Eric a man of honour
By BRET "The Hitman" HART -- For The Calgary Sun
Eric Bischoff is out.
I'm not surprised, but I am disappointed. Plain and simple, Eric is a good guy. He's got a lot more integrity than most and although I'd like it if he was still around, he's probably better off in a business where there's a higher value put on honesty. Both Eric and I have seen that you can't always do unto others as you'd have them do unto you if the others involved do only unto themselves.
It's inevitable that all sorts of people will say all sorts of things about how WCW's ratings were slipping and be so quick to point the finger of blame at Eric. I'd rather be No. 2 in the ratings and still be able to hold my head up about my kids and yours watching the show.
Last week, WWF showed naked ladies in the shower. I salute Eric for maintaining high ratings without coming down to that level.
No, I didn't like what WCW was doing with me or, it's better said, what they weren't doing with me. But that's certainly no reflection on Eric Bischoff as a person.
Let me tell you what kind of a person Eric Bischoff is. When Owen died, I was on a plane to Los Angeles to be on The Tonight Show.
Eric met that plane and had already arranged for a jet to fly me home. He told me to take as much time as I need. He knew when to take off his business hat and talked with me as a friend. I was moved that Eric was almost as upset as I was. It wasn't the only time Eric Bischoff earned my respect.
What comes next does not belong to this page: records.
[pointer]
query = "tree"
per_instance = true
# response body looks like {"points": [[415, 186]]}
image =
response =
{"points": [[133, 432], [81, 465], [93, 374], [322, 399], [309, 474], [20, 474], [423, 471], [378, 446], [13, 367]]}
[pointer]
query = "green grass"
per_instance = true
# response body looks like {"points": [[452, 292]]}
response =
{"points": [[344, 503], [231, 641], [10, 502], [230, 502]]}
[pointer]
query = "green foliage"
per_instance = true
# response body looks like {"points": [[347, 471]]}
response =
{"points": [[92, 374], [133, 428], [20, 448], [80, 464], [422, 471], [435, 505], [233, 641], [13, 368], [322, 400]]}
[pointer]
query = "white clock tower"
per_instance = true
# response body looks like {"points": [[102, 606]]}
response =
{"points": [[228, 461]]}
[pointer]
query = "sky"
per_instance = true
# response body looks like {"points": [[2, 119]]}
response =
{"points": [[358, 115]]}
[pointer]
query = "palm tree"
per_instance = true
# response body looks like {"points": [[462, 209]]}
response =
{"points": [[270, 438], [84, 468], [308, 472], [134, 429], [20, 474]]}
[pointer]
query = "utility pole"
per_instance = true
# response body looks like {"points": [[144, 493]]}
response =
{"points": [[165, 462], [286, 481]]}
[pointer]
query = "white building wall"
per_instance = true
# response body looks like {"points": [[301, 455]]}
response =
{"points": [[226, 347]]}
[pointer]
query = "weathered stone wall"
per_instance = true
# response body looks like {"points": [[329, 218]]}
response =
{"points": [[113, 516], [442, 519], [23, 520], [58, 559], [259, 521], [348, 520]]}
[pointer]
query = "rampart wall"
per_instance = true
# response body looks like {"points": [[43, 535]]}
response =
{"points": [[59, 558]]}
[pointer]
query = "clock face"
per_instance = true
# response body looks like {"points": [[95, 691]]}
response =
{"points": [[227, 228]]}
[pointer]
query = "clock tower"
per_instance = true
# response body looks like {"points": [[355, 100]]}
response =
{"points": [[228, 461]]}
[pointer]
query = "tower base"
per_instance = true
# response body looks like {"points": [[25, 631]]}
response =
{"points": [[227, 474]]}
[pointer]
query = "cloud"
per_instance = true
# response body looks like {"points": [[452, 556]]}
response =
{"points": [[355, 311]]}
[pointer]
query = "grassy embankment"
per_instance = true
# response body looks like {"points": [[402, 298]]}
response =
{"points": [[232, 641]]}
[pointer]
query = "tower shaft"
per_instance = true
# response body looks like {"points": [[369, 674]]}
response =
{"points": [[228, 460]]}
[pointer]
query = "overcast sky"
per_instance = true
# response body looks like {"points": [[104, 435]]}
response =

Last year I was the victim of a sick hoax when some demented low-life called an arena, 10 minutes before a pay-per-view, impersonated my brother, Bruce, and said that my dad had died. Eric ended up being a victim of it too because he did the difficult deed of telling me the news.
He said I didn't have to work, which is really something especially considering that I was in the main event and he had someone on the phone making arrangements to fly me home when J.J. Dillon gave us the news that Stu was fine.
Eric was mortified that WCW hadn't called Calgary to check things out and he felt absolutely awful about it, but the truth is that I was new to WCW and they didn't have any numbers to call and verify anything.
Still, that he was ready to fly me home and that he felt so bad about the mistake left quite an impression on me. Especially when I know from first-hand experience that most promoters don't treat wrestlers that way.
Take Survivor Series '91 for example.
Bruce was visiting with me on the road for a few days when we got the call that our brother, Dean, had died. I told Vince McMahon and his reaction was no reaction. It was like, "Oh, okay ... so now let's get back to talking about the pay-per-view..."
Like it didn't even matter at all. Bruce was appalled at Vince's uncaring attitude, as was I, but I figured, in what is now notorious McMahon M.O., it was a case of "the show must go on." I wrestled three times in three towns before I went home to my family. I figured they'd say thank you when all was said and done.
They never did.
I hope when Bischoff's chapter is written into wrestling history, it talks about how Eric Bischoff is the guy who invented the nWo and turned a company that was losing money year after year into a company fighting for the No. 1 slot in the cable ratings week after week.
Sure, it would be easy to use Bischoff as a scapegoat but he was in a very difficult position and I don't envy the next guy to fill his shoes.
Long after I hang up my gear, I'll still think of Eric Bischoff as a friend and I'll still respect the way he took the high road.
Good luck in the next chapter, Eric.
What does all this mean to the future of The Hitman in WCW?
I have no idea!
We're all about to find out, together. The other day, a fan asked me what happened to Sting in the locker room. I told him I'm not sure, but I think he slipped on a banana peel.
Makes about as much sense as anything else.